Two Liberation Movements, Intertwined | The Daily Yonder
Two Liberation Movements, Intertwined | The Daily Yonder
Two Liberation Movements, Intertwined | The Daily Yonder

The vision of Lucille Contreras (Lipan Apache), CEO & founder of the Texas Tribal Buffalo Project, is to revive and reconnect all the tribes of Texas through a regenerative herd of American bison, or Iyane’e. Contreras learned to care for bison on the Pine Ridge reservation, then purchased 77 acres in rural Gonzalez County, Texas, in 2020 with a new farmer-rancher loan from the USDA. The herd of 34 bison has grown from the initial eight acquired in 2021.
The “Land Back” movement seeks to restore a people to sacred stewardship of their ancestral lands, and successes like the one in Texas are happening across the country. The work of the NDN Collective, a South Dakota-based international Indigenous organization, is just another example.
Nick Tilsen (Oglala Lakota), the founder of NDN Collective, explains that a Land Back ethic doesn’t mean going back in time, but moving forward with all people to create a just and equitable world.
Contreras and Tilsen have found common cause as members of the Black Liberation-Indigenous Sovereignty Collective, co-founded by Trevor Smith (a Black man) and Savannah Romero (an Indigenous woman and citizen of the Eastern Shoshone Tribe). According to Romero, most Land Back successes in their member organizations are in rural areas of Indian Country or near reservation communities.

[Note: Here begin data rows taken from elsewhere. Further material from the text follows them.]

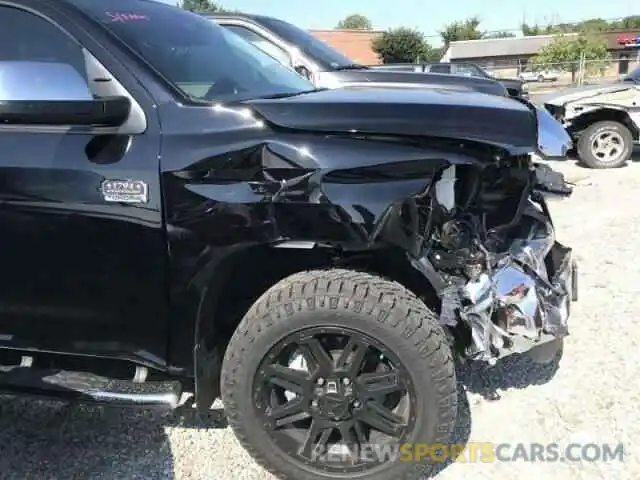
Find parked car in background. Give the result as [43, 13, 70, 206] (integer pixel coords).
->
[423, 62, 528, 99]
[519, 68, 560, 82]
[366, 63, 423, 72]
[212, 14, 571, 160]
[211, 14, 509, 97]
[1, 2, 578, 480]
[371, 61, 528, 99]
[542, 65, 640, 168]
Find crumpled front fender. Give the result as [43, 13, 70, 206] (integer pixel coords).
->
[167, 135, 487, 252]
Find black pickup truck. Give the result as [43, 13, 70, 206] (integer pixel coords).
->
[0, 1, 577, 480]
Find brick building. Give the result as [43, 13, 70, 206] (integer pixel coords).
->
[310, 29, 383, 65]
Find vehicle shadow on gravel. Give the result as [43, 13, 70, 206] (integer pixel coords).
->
[0, 392, 230, 479]
[0, 395, 178, 479]
[457, 350, 562, 400]
[426, 352, 562, 478]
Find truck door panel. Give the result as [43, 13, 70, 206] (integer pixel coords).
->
[0, 3, 168, 364]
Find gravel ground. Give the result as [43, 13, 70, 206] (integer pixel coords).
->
[1, 158, 639, 480]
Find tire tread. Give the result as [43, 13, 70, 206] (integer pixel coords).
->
[221, 268, 457, 480]
[576, 120, 633, 169]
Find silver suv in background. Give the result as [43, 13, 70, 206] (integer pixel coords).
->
[519, 69, 561, 83]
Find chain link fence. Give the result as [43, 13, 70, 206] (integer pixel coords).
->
[482, 57, 639, 91]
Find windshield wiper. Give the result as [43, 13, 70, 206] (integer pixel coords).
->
[333, 64, 370, 71]
[243, 88, 328, 100]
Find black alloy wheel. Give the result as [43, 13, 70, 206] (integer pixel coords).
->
[253, 327, 416, 473]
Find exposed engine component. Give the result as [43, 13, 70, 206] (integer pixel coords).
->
[439, 220, 471, 251]
[434, 165, 456, 213]
[432, 165, 574, 363]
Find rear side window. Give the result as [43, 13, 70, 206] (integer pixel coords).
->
[427, 64, 451, 74]
[454, 64, 483, 77]
[257, 16, 355, 69]
[223, 24, 292, 67]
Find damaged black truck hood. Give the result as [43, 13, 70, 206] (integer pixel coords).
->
[244, 86, 538, 154]
[315, 69, 510, 97]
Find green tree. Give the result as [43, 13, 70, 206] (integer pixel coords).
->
[522, 23, 550, 36]
[530, 33, 610, 81]
[610, 15, 640, 30]
[372, 27, 438, 63]
[336, 14, 372, 30]
[419, 46, 443, 63]
[440, 16, 483, 47]
[180, 0, 236, 14]
[483, 31, 516, 39]
[522, 22, 573, 36]
[523, 15, 640, 36]
[577, 18, 610, 32]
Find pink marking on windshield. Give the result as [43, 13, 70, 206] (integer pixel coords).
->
[106, 12, 150, 23]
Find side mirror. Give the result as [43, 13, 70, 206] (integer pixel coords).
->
[0, 97, 131, 127]
[0, 60, 130, 127]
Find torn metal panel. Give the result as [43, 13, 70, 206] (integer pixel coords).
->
[456, 206, 574, 362]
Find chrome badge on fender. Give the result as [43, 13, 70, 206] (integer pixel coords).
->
[101, 179, 149, 204]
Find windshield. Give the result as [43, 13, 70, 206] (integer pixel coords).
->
[256, 16, 356, 70]
[69, 0, 315, 102]
[623, 64, 640, 83]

The BLIS Collective serves as a hub to connect leaders in the Land Back movement with those seeking reparations, or healing and restoration, for African American people injured because of their group identity. By promoting a braided narrative of justice for both Black and Indigenous people, BLIS includes dozens of member organizations who work to articulate the intrinsic tie between Land Back and reparations.